RCA Victor legacy music brand logo

If your music brand has a long heritage, you live on a razor’s edge. How do you celebrate your company’s storied past while satisfying the need to be innovative and edgy? How do you balance the past with the present and work toward the future?

If you’re not careful, the past will weigh you down. It’s easy to get too caught up in your heritage and build your music marketing around legend, especially when you don’t have new products in the pipeline and new stories to tell.

But don’t discount your storied past. It’s essential to your brand essence and deeply ingrained in your company’s DNA. Your past is one of your greatest strengths.

Chances are, if you’ve been around for 50 years or more, your music brand has a hard core group of enthusiasts who will love you forever, who will buy your products and sing your praises to anyone who’ll listen. That’s great, but that segment of your audience is older. It needs to be continually refreshed.

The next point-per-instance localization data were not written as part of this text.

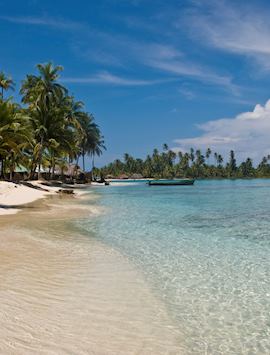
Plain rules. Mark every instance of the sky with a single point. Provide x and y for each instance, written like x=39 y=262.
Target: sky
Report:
x=182 y=72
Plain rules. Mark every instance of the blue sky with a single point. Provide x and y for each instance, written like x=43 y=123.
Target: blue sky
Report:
x=184 y=72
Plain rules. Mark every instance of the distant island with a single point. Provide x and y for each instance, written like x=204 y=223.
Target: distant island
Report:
x=47 y=131
x=193 y=164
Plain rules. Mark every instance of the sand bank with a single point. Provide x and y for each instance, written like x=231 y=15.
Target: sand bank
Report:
x=62 y=292
x=12 y=195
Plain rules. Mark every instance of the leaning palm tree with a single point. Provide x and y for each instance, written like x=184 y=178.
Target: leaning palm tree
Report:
x=15 y=135
x=6 y=83
x=44 y=96
x=92 y=142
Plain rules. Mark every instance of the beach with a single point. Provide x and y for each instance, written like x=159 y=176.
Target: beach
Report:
x=63 y=292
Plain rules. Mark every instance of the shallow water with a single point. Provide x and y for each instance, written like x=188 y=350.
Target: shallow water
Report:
x=204 y=251
x=64 y=292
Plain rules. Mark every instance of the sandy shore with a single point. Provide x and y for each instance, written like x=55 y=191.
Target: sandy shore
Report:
x=62 y=292
x=13 y=196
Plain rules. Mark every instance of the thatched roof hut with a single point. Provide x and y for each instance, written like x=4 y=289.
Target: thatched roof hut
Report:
x=136 y=176
x=123 y=176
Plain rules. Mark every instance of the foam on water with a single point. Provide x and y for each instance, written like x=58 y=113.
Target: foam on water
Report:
x=62 y=292
x=205 y=252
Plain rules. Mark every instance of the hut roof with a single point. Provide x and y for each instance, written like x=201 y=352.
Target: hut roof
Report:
x=136 y=176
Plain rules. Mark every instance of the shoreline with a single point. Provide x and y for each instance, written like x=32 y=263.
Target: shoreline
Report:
x=15 y=196
x=62 y=291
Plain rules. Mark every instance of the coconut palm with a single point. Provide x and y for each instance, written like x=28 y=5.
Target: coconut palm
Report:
x=6 y=83
x=44 y=95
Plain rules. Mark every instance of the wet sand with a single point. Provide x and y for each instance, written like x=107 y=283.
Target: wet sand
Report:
x=65 y=293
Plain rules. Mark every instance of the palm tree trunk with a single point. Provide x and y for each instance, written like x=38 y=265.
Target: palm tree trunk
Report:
x=83 y=161
x=93 y=166
x=40 y=157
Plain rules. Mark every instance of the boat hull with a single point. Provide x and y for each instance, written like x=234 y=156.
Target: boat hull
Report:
x=180 y=182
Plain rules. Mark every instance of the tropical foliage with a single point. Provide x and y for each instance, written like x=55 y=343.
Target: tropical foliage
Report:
x=169 y=164
x=49 y=129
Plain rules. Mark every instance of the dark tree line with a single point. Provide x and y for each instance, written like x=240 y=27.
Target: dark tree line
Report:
x=195 y=164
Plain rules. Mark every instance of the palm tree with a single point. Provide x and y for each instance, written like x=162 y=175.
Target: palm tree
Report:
x=43 y=95
x=6 y=83
x=207 y=154
x=15 y=135
x=92 y=142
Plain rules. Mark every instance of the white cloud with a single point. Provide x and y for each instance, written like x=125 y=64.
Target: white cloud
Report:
x=58 y=23
x=108 y=78
x=248 y=134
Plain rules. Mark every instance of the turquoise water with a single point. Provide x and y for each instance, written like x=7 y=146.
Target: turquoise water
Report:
x=205 y=252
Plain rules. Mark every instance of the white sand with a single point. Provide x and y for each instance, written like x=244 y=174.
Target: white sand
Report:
x=15 y=195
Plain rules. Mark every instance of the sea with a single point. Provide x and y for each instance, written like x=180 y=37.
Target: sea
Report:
x=203 y=251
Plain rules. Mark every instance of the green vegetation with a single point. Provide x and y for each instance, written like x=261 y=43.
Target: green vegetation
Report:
x=48 y=130
x=168 y=164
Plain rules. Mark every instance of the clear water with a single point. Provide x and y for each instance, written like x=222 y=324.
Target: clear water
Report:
x=205 y=252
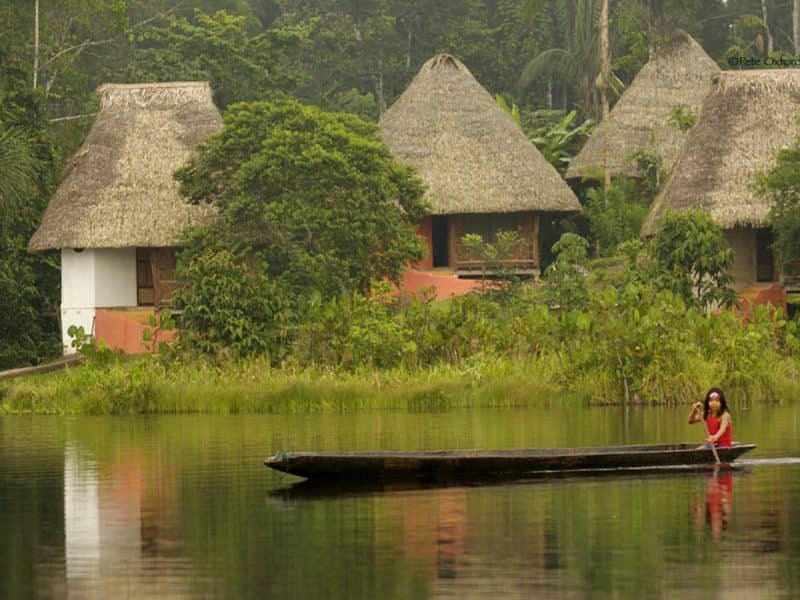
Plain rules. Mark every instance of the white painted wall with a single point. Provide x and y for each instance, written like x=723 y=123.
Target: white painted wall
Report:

You also need to grow younger enthusiasts, a segment of your audience that will stay with you in the coming decades and serve as ambassadors for your brand. These younger musicians are looking for the latest instruments, sound and gear with a critical eye. What could a legacy music brand offer them?

One word: authenticity.

Music itself is in a state of constant churn. New genres are created. Lines blurred between existing genres. Instruments are updated. Gear keeps up with technology.

If you’ve survived and thrived for more than five decades through constant change and industry upheaval, if major artists of the past have created milestone work with your product and current artists are using your product, then you’ve accumulated an astonishing amount of brand equity. You are the real deal and possess genuineness rare in music today.

Use it.

Younger players seek authenticity. Older players desire a proven quantity with musical and historical gravitas. Develop a brand campaign that celebrates your heritage. It will reinforce your older audience’s purchasing decisions and make them feel good about your music brand.

Develop product advertising that showcases your latest stuff but with one catch: it should have a timeless, classic feel that’s consistent with your brand image. Deliver news about your latest product release in a way that keeps one foot planted firmly in your fabled history.

Magazines and e-zines are a great way to balance past and present. Articles about your brand’s history can lead in to stories about what’s next. Well-produced magazines let you join past and present better than any other media vehicle–a skillful combination of education and entertainment.

Incorporate your heritage into social media initiatives.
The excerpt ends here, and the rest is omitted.